Bu ay elimizde üç tane yazı var. Biri Mehmet Berat’tan. Yazı hem muhteva hem de üslup yönüyle başarılı. Ama konu Ramazan’dı ve yazı e-postamıza ulaştığında Ramazan sayısı baskıya verilmişti. Bu sebeple yayına alamadık. Mehmet Berat’tan hem içerik hem de anlatım biçimi itibariyle özenilmiş, titiz yazılar bekliyoruz. Yazılar her konuda olabilir.

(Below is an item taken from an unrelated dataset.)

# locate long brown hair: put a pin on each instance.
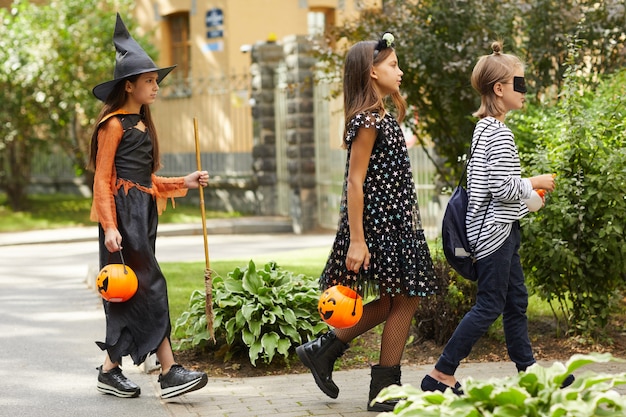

İkinci yazı Doğanay tarafından gönderilmiş. Anlatım biçimi, yazı kuralları ve noktalama yönünden (belki de bilgisayar hatası) üzerinde çalışılmamış, çalakalem bir yazı olmuş. İçerik olarak oldukça ilgi çeken “Olur mu, hadi oradan!” denilecek yanı ağır basan, biraz da uçuk bir yazı. Doğanay önce okumalı ve sonra titizlenerek yazmalı. Kendisine ilgisi sebebiyle teşekkür ediyoruz. Başlangıç bölümünden bir alıntı yapıyoruz. “BM terör çetesinin dünya için oluşturduğu terör planları vardır. Bu terör planları her ülke için ayrı ayrı oluşturulmaktadır. Bu planlar BM terör merkezinde yapılıyor. Aynı zamanda her ülkenin, insanları üzerinde oluşturulacak taslaklar da çizilmektedir. Bu oluşturdukları terör çerçevesi içinde insanları örgütleyemediğinde, zaman zaman insanları trafik kazası süsü vererek öldürüyorlar. Köprüden geçerken, çevresinden birinden yardım alarak manzarayı izlemeye teşvik etmek suretiyle korkulukların yanına yanaşan insanları aşağı atıyor, intihar süsü veriyorlar. Sonra intihar etti diye terör basınında deklare ediyorlar.(… )Bir başka katliam biçimi de evlere girerek soygun süsü vererek, evdeki doğal gaz borusunu delerek, doğal gaz zehirlenmesi yaratıyorlar.(…) Bazı evlerde ise kışın yatarken sobalarını yanık bırakmak zorunda kalan ailelerin, soba bacasını çaputlarla tıkayarak, sobadan zehirlendiler süsü veriyorlar. Tabi bu olayları yaptıkları yerlere kendi “polislerini“ (yani teröristlerini) gönderiyorlar ki, ipuçlarını çaktırmadan yok etsinler. Ya da ev sahiplerinin hatasıymış gibi göstersinler…”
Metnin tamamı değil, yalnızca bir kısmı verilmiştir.